Nginx Configuration for Socket.io Realtime

The admin domain (admin.huph.val.id) needs a /socket.io/ location block that proxies to the API server on 127.0.0.1:3101. This is same-origin so the browser sends NextAuth cookies automatically and there's no CORS preflight.

Required nginx block

location /socket.io/ {
  proxy_pass http://127.0.0.1:3101;
  proxy_http_version 1.1;
  proxy_set_header Upgrade $http_upgrade;
  proxy_set_header Connection "upgrade";
  proxy_set_header Host $host;
  proxy_set_header X-Real-IP $remote_addr;
  proxy_set_header X-Forwarded-For $proxy_add_x_forwarded_for;
  proxy_set_header X-Forwarded-Proto $scheme;
  proxy_buffering off;
  proxy_read_timeout 86400s;
  proxy_send_timeout 86400s;
}

This block lives BEFORE the catch-all location / (which proxies to the Next.js admin on port 47293).

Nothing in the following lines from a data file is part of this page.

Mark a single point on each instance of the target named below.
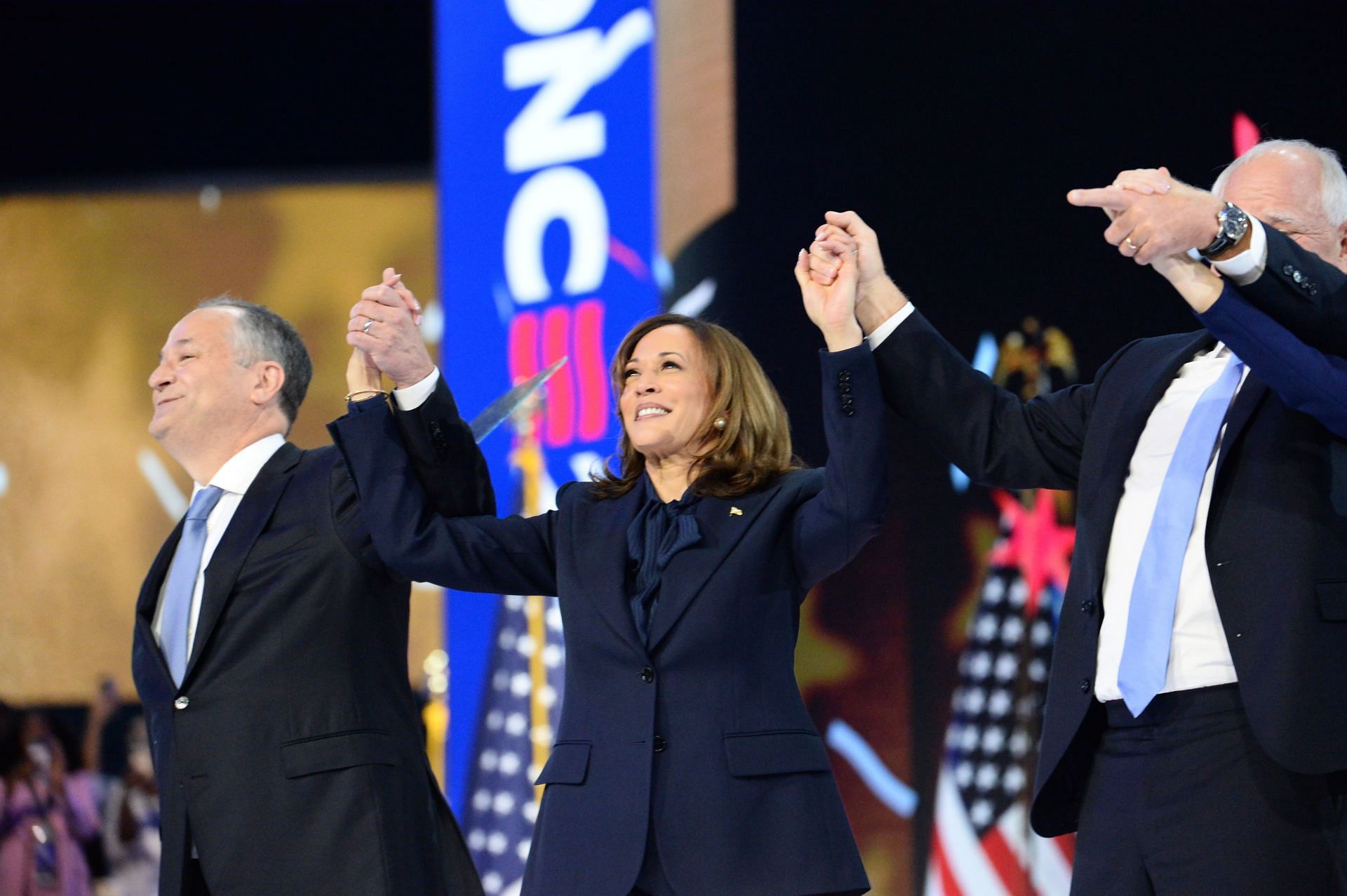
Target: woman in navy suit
(685, 759)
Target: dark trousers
(194, 883)
(1183, 802)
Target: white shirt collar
(241, 469)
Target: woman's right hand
(363, 375)
(831, 307)
(383, 329)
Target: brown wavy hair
(755, 446)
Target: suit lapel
(251, 518)
(149, 600)
(690, 569)
(603, 557)
(1122, 437)
(1241, 411)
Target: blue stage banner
(546, 174)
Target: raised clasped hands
(830, 301)
(845, 240)
(383, 333)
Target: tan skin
(666, 391)
(206, 406)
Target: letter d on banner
(546, 175)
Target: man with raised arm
(271, 641)
(1195, 732)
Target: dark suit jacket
(1276, 534)
(293, 754)
(705, 729)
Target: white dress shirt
(1199, 655)
(234, 479)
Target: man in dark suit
(271, 643)
(1196, 721)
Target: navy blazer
(293, 754)
(1276, 533)
(1304, 377)
(704, 730)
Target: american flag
(982, 844)
(519, 710)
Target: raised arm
(386, 341)
(989, 433)
(514, 556)
(1304, 377)
(831, 527)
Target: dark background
(954, 128)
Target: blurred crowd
(79, 803)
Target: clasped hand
(383, 330)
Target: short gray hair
(1332, 182)
(260, 335)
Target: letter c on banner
(568, 194)
(547, 17)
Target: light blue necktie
(182, 581)
(1151, 617)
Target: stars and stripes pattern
(982, 844)
(522, 705)
(502, 798)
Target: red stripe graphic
(1005, 862)
(947, 880)
(523, 347)
(559, 427)
(590, 371)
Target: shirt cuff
(415, 395)
(1249, 265)
(883, 332)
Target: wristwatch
(1231, 224)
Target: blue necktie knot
(1155, 593)
(175, 616)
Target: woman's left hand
(831, 307)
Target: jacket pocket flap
(1332, 600)
(775, 754)
(337, 751)
(569, 764)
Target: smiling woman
(695, 405)
(685, 758)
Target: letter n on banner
(546, 177)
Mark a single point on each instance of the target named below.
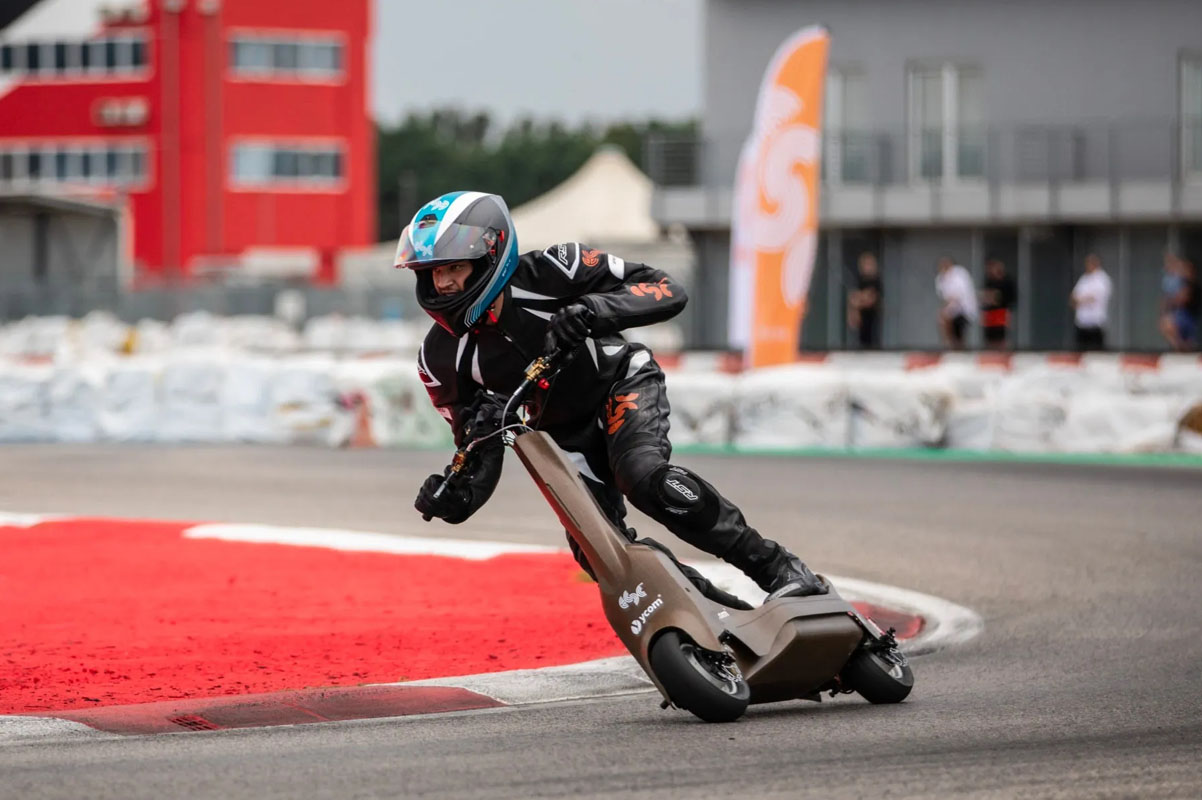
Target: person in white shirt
(958, 296)
(1090, 300)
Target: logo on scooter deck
(631, 598)
(636, 626)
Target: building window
(947, 136)
(278, 58)
(1191, 115)
(283, 166)
(111, 163)
(120, 54)
(848, 147)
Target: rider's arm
(622, 294)
(436, 370)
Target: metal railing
(165, 303)
(1054, 153)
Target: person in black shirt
(997, 304)
(864, 304)
(1189, 314)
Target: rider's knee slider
(679, 494)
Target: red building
(236, 131)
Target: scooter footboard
(791, 648)
(560, 483)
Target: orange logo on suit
(659, 291)
(617, 407)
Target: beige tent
(607, 202)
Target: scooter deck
(786, 649)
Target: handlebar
(536, 375)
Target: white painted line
(362, 541)
(601, 678)
(21, 729)
(13, 519)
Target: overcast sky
(569, 59)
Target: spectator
(864, 304)
(1178, 290)
(1189, 314)
(1090, 300)
(958, 296)
(997, 303)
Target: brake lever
(535, 375)
(457, 464)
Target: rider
(607, 409)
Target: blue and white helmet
(460, 226)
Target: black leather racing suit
(607, 410)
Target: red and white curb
(944, 625)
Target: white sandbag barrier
(198, 380)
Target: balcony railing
(1088, 150)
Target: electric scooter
(704, 657)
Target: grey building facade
(1035, 132)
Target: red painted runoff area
(100, 612)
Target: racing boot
(793, 579)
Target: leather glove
(569, 327)
(481, 418)
(453, 506)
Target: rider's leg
(636, 419)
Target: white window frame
(301, 72)
(950, 125)
(309, 151)
(1190, 124)
(834, 124)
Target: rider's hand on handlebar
(569, 327)
(482, 418)
(453, 506)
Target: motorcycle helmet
(460, 226)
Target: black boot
(695, 511)
(793, 579)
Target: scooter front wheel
(703, 682)
(879, 678)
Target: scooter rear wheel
(876, 678)
(696, 679)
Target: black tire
(875, 679)
(691, 681)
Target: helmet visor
(418, 249)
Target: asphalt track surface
(1086, 681)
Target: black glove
(481, 418)
(453, 506)
(569, 327)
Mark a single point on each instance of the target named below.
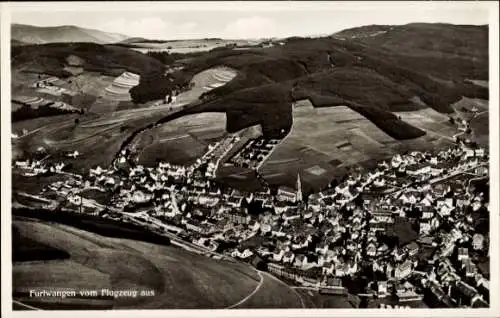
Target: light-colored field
(180, 141)
(198, 130)
(180, 279)
(334, 138)
(205, 81)
(189, 46)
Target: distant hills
(375, 70)
(67, 33)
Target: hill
(66, 33)
(404, 68)
(179, 279)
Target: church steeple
(299, 188)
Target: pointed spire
(299, 188)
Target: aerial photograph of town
(250, 159)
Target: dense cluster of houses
(407, 229)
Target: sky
(242, 20)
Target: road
(251, 294)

NEXT_PUBLIC_API_URL configuration

Because Socket.io is reached at the same origin as the admin app, the client connects to a relative path:

• Production (apps/admin/.env.production.local): NEXT_PUBLIC_API_URL= (empty — relative)
• Local dev (apps/admin/.env.local): NEXT_PUBLIC_API_URL=http://localhost:3101 (no nginx in dev)

Next.js bakes NEXT_PUBLIC_* vars into the client bundle at build time, so npm run build must run AFTER the env var is set.

Verification

sudo nginx -t
sudo systemctl reload nginx
curl -i 'https://admin.huph.val.id/socket.io/?EIO=4&transport=polling'

Expected: HTTP 200 with body starting 0{"sid":"...","upgrades":["websocket"],...}

A 502 means the API server is not running on port 3101 — start the huph-api docker container or run npm run dev -w apps/api.